A “swing state” is any state in which both Democratic and Republican presidential candidates are competitive, and there is a reasonable chance that the state could cast its electoral votes for the member of either party. These states are sometimes known as battleground states, since concentrated campaigning often occurs in such highly competitive areas, or purple states, since they are neither firmly red nor blue.
How It Works
The Electoral College gives each state a certain number of presidential electors based on how many delegates serve the state in both the House of Representatives and the Senate. Since every state is guaranteed to have exactly two senators, no matter the population, this grants certain states outsize influence in both the Senate and in the process of selecting a president. Even though California and Texas are the most populous states in the nation, presidential candidates rarely spend time there. Instead, they concentrate their resources on states whose electoral votes they believe they need to win the election. These states are those that do not vote reliably along partisan lines, and thus have the power to give either candidate the boost they need to get to 270 electoral votes, the winning number.
Since the results of so many other states are predictable, swing states are critically important in any presidential election. Some of the most notable swing states include Michigan, Pennsylvania, Wisconsin, Florida, and Ohio. Since these states are so contested, they are often won by an extremely small margin of victory. Thus, votes cast there tend to have more power than in other, non-competitive states.
A number of factors determine whether a state is likely to swing. Rural areas are typically more conservative, and thus more likely to vote Republican, whereas urban areas favor the more liberal policies of Democratic candidates. States with moderate or centrist voters can also be competitive, because voters do not vote reliably for a party but rather for a candidate whose views they most agree with, which can change every election. Demographic changes are also a major factor in determining which states are battlegrounds. African American and Hispanic voters tend to lean Democratic as a population group, while white voters are comparatively more conservative. If the demographic makeup of a state changes over time, this could shift the political balance.

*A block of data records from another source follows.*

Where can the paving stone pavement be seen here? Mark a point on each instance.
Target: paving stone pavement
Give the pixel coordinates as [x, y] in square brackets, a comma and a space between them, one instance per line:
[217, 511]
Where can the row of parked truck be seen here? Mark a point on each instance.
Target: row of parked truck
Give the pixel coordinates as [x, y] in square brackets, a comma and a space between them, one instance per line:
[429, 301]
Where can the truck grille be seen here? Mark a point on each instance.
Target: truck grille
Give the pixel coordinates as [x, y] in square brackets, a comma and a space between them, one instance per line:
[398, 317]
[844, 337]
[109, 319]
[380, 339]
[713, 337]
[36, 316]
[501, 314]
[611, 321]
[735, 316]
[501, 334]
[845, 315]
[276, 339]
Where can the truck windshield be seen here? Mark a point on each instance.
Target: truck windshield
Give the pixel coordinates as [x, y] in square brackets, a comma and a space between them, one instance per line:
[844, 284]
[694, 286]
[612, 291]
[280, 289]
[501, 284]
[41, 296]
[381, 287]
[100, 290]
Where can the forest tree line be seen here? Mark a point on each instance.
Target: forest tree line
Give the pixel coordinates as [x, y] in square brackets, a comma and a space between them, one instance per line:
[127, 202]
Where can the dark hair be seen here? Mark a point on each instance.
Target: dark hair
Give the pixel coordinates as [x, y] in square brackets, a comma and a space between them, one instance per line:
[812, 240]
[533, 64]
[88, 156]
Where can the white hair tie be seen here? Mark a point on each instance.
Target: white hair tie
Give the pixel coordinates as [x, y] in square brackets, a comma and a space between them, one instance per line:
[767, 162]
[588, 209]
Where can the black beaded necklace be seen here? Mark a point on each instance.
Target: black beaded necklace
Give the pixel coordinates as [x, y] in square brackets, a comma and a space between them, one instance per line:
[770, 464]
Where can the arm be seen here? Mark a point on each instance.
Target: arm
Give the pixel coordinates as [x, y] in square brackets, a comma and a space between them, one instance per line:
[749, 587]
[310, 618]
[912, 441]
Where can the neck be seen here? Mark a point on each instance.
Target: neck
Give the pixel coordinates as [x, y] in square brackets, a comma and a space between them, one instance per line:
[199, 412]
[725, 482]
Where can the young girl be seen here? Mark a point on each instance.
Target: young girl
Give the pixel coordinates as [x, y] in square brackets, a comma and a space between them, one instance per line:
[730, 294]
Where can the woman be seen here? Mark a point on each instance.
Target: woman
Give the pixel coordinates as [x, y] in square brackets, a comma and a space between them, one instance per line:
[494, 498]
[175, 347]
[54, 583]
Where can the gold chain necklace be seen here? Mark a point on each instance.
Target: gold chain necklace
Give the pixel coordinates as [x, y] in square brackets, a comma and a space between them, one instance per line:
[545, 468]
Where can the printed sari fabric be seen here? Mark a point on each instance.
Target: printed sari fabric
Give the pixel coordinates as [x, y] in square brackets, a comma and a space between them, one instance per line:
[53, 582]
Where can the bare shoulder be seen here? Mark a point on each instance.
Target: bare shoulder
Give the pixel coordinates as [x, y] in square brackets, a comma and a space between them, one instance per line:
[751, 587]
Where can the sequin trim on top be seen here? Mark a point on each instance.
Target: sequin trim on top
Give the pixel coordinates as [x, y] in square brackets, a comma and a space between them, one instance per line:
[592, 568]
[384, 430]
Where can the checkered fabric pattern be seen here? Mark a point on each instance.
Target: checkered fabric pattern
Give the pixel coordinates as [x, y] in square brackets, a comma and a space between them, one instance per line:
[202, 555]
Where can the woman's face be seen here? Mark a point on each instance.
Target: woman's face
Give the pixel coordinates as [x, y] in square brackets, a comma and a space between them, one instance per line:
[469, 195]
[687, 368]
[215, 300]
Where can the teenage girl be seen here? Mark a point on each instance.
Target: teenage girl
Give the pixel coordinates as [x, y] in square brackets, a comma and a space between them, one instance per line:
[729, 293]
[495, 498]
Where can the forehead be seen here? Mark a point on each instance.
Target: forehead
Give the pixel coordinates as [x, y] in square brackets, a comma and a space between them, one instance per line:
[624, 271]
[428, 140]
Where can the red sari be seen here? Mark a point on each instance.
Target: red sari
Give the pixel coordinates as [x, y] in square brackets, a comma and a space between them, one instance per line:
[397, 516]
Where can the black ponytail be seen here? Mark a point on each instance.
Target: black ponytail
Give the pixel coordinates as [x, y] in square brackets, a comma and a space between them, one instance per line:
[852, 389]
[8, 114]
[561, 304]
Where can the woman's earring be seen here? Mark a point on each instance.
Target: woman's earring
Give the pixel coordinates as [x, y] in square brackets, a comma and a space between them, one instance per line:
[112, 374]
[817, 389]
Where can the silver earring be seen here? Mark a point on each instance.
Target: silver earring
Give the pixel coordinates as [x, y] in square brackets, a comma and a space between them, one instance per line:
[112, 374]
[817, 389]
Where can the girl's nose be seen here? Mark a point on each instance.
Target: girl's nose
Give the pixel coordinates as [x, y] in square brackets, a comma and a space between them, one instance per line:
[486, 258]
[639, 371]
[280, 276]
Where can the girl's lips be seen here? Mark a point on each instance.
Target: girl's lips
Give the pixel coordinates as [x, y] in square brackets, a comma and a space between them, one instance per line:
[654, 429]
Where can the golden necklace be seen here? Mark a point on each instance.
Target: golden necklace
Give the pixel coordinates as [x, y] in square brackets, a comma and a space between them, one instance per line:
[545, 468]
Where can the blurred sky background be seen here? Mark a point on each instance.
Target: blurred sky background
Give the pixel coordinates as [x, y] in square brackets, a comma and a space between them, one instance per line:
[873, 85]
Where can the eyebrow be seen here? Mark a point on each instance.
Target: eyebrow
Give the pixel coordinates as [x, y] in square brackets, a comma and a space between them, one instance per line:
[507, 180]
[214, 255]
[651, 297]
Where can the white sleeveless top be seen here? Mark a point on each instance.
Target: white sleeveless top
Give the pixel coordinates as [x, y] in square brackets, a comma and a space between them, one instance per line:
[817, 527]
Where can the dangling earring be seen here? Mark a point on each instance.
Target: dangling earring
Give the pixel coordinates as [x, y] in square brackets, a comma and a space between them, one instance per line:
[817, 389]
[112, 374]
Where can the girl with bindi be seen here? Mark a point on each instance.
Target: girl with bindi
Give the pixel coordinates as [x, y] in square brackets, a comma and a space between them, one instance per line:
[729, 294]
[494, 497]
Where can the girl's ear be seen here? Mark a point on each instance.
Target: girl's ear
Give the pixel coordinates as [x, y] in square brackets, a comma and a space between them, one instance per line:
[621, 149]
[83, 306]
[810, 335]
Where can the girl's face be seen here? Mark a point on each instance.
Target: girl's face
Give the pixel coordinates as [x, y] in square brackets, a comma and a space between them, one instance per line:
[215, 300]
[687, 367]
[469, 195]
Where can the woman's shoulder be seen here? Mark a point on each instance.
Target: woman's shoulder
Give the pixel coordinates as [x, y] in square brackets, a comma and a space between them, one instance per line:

Our current presidential election system elevates electoral college votes over the popular vote. This puts certain states in the spotlight when it comes to campaigning, while routinely neglecting others. Altering or eliminating the electoral college would allow presidential campaigning to occur nationwide, instead of in a small subset of “purple” states. Although the Founders wanted states to be prioritized as the decisive unit of power when electing a president, we have the right to decide on an electoral system that best represents our interests as voters.